One of the cruellest aspects of mental illness
is that it strips us of any ability to believe
that other people might be suffering in the
way we are. We aren’t being wilfully egocentric
or arrogant; we are condemned by our illness
to a feeling that we are uniquely pitiful,
uniquely unacceptable, uniquely awful. The
central legacy of mental illness, and a major
contributor to our suicidal impulses, is a
feeling of exceptionalism.
We start to run away from other people. Gatherings
become impossible – for we grow preemptively
terrified of the presumed invulnerability
and judgmentalness of those we might meet.
We can’t possibly make small talk or concentrate
on what someone else is saying when our heads
are filled with catastrophic scenarios and
an intrusive voice is telling us that we should
die.
There seems no compact or acceptable way to
share with old friends what we have been going
through: they knew us as chatty and optimistic.

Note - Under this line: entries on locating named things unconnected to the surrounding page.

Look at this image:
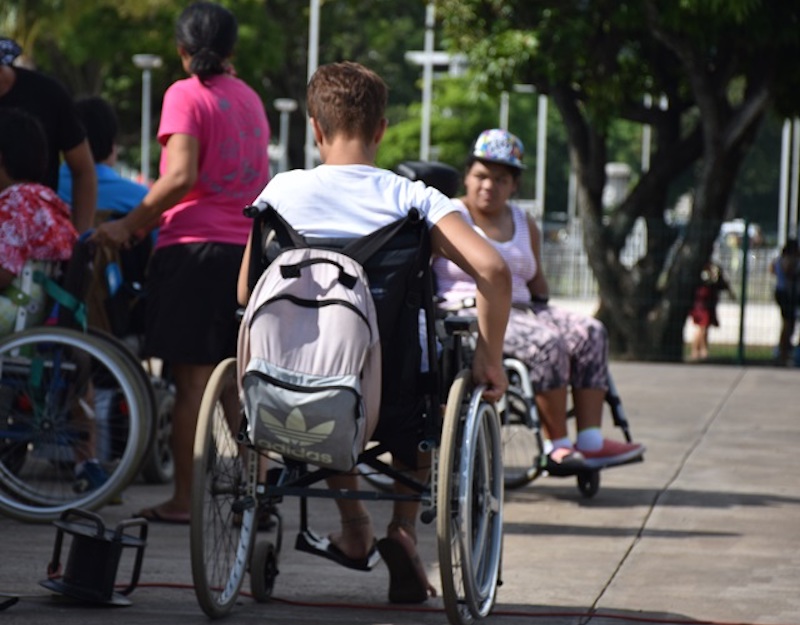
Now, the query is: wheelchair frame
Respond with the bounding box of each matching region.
[499,358,642,498]
[190,317,503,625]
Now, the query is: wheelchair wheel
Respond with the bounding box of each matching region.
[190,358,258,618]
[436,371,503,625]
[88,328,159,484]
[0,327,150,522]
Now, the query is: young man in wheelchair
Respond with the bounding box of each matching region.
[238,62,511,603]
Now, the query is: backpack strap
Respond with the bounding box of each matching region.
[244,204,308,290]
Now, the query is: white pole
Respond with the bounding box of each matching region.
[642,93,653,173]
[778,119,792,245]
[536,94,547,214]
[275,98,297,173]
[141,67,151,185]
[419,2,436,161]
[133,54,162,185]
[306,0,320,169]
[789,117,800,239]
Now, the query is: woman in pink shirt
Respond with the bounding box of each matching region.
[97,2,270,523]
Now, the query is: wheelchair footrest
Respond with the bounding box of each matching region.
[294,529,381,571]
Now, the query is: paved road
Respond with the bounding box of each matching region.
[0,363,800,625]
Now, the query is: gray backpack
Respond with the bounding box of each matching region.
[237,207,412,471]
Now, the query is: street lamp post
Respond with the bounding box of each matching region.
[274,98,297,173]
[133,54,162,184]
[305,0,320,169]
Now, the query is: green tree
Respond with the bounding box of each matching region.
[437,0,800,360]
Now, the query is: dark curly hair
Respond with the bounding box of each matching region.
[175,2,239,80]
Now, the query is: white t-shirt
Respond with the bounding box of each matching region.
[253,165,458,238]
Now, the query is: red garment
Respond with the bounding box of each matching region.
[689,285,719,328]
[0,183,78,275]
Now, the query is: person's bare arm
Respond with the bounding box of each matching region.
[64,139,97,232]
[527,215,550,301]
[97,134,200,245]
[431,213,511,401]
[236,233,253,306]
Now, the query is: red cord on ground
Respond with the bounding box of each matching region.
[128,582,788,625]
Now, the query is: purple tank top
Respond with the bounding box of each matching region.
[433,200,537,304]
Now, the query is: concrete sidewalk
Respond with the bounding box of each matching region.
[0,363,800,625]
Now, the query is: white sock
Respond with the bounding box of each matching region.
[576,428,603,451]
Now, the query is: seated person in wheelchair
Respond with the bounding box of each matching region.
[433,129,644,470]
[58,96,153,342]
[238,62,511,603]
[0,109,78,337]
[0,108,107,490]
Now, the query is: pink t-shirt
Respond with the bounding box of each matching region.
[156,74,270,248]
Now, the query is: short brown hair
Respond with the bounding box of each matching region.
[307,61,389,141]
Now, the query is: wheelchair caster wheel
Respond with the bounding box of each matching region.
[578,471,600,499]
[250,541,278,603]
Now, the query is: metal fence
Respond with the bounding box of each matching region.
[542,221,781,353]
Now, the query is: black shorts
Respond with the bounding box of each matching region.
[775,289,800,323]
[144,243,244,365]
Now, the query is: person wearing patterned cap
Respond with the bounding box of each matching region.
[0,37,97,232]
[433,128,644,473]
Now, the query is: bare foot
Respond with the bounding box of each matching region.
[386,519,436,597]
[329,514,375,560]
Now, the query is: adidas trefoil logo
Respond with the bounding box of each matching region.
[258,406,336,447]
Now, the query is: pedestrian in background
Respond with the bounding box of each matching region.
[689,260,736,361]
[97,2,270,523]
[770,239,800,366]
[0,37,97,232]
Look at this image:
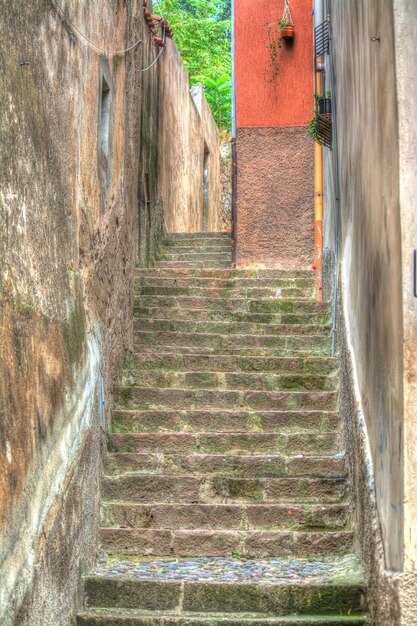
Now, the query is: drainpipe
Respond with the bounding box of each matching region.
[313,0,323,302]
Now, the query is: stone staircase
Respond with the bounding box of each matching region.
[78,233,367,626]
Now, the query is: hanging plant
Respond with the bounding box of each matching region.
[265,22,281,82]
[265,0,294,82]
[278,0,294,41]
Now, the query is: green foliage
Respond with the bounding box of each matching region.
[154,0,232,131]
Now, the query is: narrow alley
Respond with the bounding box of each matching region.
[0,0,417,626]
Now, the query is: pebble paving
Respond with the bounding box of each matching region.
[96,556,361,584]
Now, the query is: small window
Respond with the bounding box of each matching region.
[97,60,113,213]
[99,76,111,161]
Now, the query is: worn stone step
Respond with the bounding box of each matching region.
[134,298,330,324]
[136,285,314,300]
[111,409,340,433]
[134,322,330,336]
[77,609,370,626]
[125,368,338,391]
[157,248,232,264]
[135,267,315,281]
[115,386,338,411]
[133,330,330,356]
[108,432,340,456]
[102,474,346,504]
[125,350,337,372]
[135,342,331,358]
[101,502,349,530]
[159,237,232,253]
[135,295,330,315]
[100,528,353,559]
[105,450,346,478]
[135,274,314,291]
[165,230,231,241]
[84,557,364,618]
[155,256,231,271]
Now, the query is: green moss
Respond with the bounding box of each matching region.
[248,413,263,433]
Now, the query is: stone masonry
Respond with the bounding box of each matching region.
[78,233,367,626]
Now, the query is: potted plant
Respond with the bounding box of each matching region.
[265,22,281,82]
[317,91,332,115]
[278,17,294,40]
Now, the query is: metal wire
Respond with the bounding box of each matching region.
[51,0,143,55]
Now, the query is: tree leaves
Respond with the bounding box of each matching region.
[156,0,232,131]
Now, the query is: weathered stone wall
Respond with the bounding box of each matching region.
[0,0,223,626]
[158,56,222,232]
[324,0,417,626]
[220,141,232,229]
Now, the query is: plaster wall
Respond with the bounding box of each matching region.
[0,0,221,626]
[158,49,222,232]
[233,0,314,268]
[324,0,417,626]
[236,127,314,268]
[324,0,404,570]
[234,0,313,128]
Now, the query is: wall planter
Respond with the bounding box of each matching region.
[319,98,332,115]
[281,24,294,41]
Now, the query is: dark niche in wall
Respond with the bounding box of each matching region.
[97,59,114,212]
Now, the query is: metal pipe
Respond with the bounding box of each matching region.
[313,0,323,302]
[314,73,323,302]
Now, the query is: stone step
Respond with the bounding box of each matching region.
[133,330,330,356]
[157,248,232,264]
[135,295,330,315]
[101,502,349,530]
[134,298,330,324]
[156,260,231,273]
[108,432,340,454]
[115,386,338,411]
[134,322,330,336]
[125,351,337,378]
[136,285,314,300]
[136,342,330,358]
[111,409,340,433]
[100,528,353,559]
[159,244,232,254]
[135,267,315,283]
[102,469,346,505]
[135,274,314,291]
[105,450,346,478]
[125,368,338,391]
[165,230,231,241]
[84,556,363,619]
[77,608,369,626]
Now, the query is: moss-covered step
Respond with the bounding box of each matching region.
[135,294,330,316]
[105,450,346,478]
[133,331,330,354]
[134,320,330,335]
[137,285,314,300]
[77,609,370,626]
[101,502,349,530]
[134,304,330,324]
[108,432,340,456]
[84,556,363,617]
[102,473,346,504]
[100,528,353,559]
[135,274,315,290]
[122,368,338,391]
[111,408,340,433]
[124,349,337,372]
[115,386,338,411]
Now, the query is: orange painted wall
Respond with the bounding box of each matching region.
[234,0,314,128]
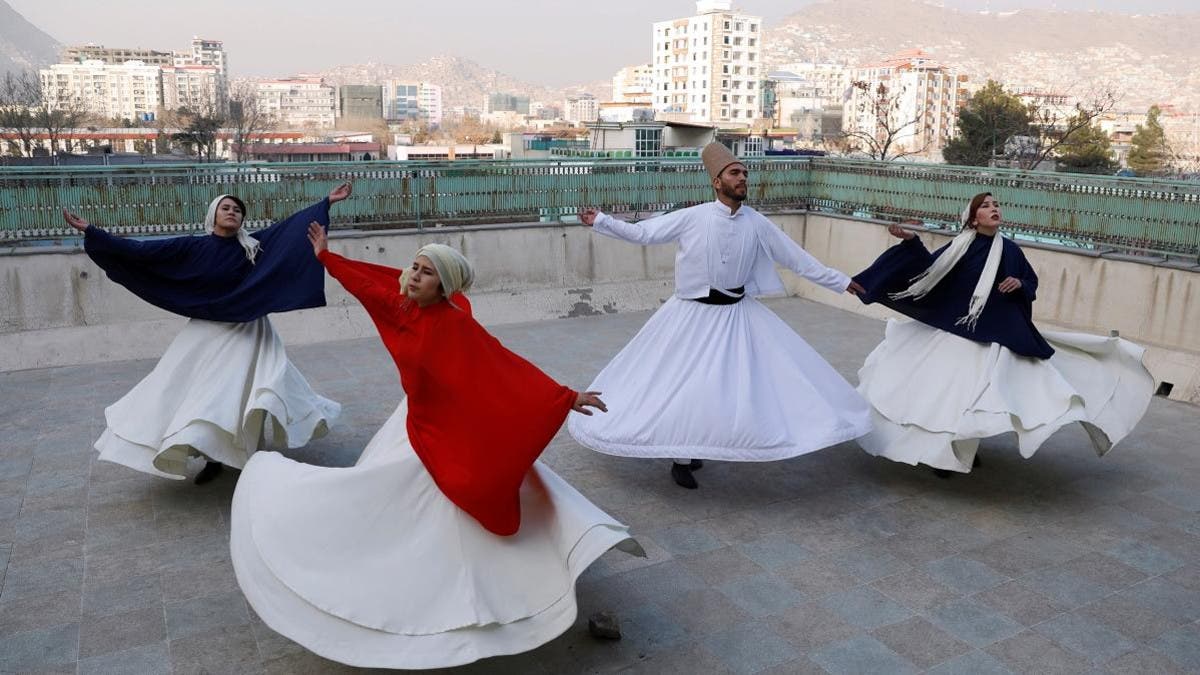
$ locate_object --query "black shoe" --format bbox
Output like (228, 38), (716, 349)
(192, 461), (224, 485)
(671, 462), (700, 490)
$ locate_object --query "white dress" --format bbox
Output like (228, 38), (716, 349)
(229, 399), (644, 669)
(568, 202), (870, 461)
(95, 317), (341, 479)
(858, 319), (1154, 473)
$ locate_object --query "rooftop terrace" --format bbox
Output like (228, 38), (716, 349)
(0, 298), (1200, 674)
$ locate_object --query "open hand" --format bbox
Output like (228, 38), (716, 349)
(996, 276), (1021, 293)
(571, 392), (608, 416)
(308, 221), (329, 256)
(888, 220), (920, 241)
(329, 183), (354, 205)
(62, 209), (88, 232)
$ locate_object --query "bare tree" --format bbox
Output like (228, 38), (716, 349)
(1004, 85), (1121, 169)
(228, 82), (277, 162)
(0, 71), (42, 155)
(841, 80), (932, 161)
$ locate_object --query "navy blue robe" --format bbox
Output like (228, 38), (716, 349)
(854, 234), (1054, 359)
(84, 198), (329, 323)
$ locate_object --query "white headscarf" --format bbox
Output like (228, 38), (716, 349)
(400, 244), (475, 304)
(204, 195), (258, 264)
(892, 197), (1004, 330)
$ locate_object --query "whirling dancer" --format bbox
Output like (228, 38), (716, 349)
(854, 192), (1154, 477)
(568, 143), (870, 489)
(62, 183), (352, 484)
(230, 226), (644, 669)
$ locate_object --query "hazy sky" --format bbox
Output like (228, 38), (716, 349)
(8, 0), (1200, 85)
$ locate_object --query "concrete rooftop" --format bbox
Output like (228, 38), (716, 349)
(0, 299), (1200, 674)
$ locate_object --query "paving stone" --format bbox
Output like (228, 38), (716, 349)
(1151, 623), (1200, 673)
(821, 586), (912, 631)
(926, 598), (1021, 647)
(984, 631), (1092, 675)
(872, 616), (971, 669)
(718, 573), (804, 617)
(1033, 613), (1138, 665)
(809, 635), (919, 675)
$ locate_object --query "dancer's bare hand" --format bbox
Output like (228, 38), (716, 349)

What would they make of the tortured characters
we have become?
We start to assume that no one on earth could
possibly know – let alone accept – what it
is like to be us.
This is especially tragic because the central
cure for mental illness is company. Our disease
denies us access to precisely what we most
need in order to get better.
In 1891, the Swiss artist Ferdinand Hodler
exhibited The Disappointed Souls. Five figures
are pictured in varied states of dejection.
We don’t know quite what has gone wrong
in their lives, but Hodler’s talent invites
us to imagine possibilities: a marriage here,
a social disgrace there, a depression, a feeling
of overwhelming anxiety… However awful the
individual stories might be, the true horror
of the painting emerges from the way each
crisis is unfolding in complete isolation
from its neighbours. The disconsolate figures
are only millimetres away from one another,
but they might as well be in other countries.
It should be so easy to reach out, to share
the burden, to lend a comforting hand, to
swap stories – and it would be so life-giving.
But no fellowship seems possible in this insular
hell. Sadness has wrapped each sufferer up
in a pitiless sense of their own singularity.
Ferdinand Hodler, The Disappointed Souls,
1891
Hodler wasn’t painting any one scene, he
intended his work as an allegory of modern
society as a whole, with its absence of community,
its lonely cities and its alienating technologies.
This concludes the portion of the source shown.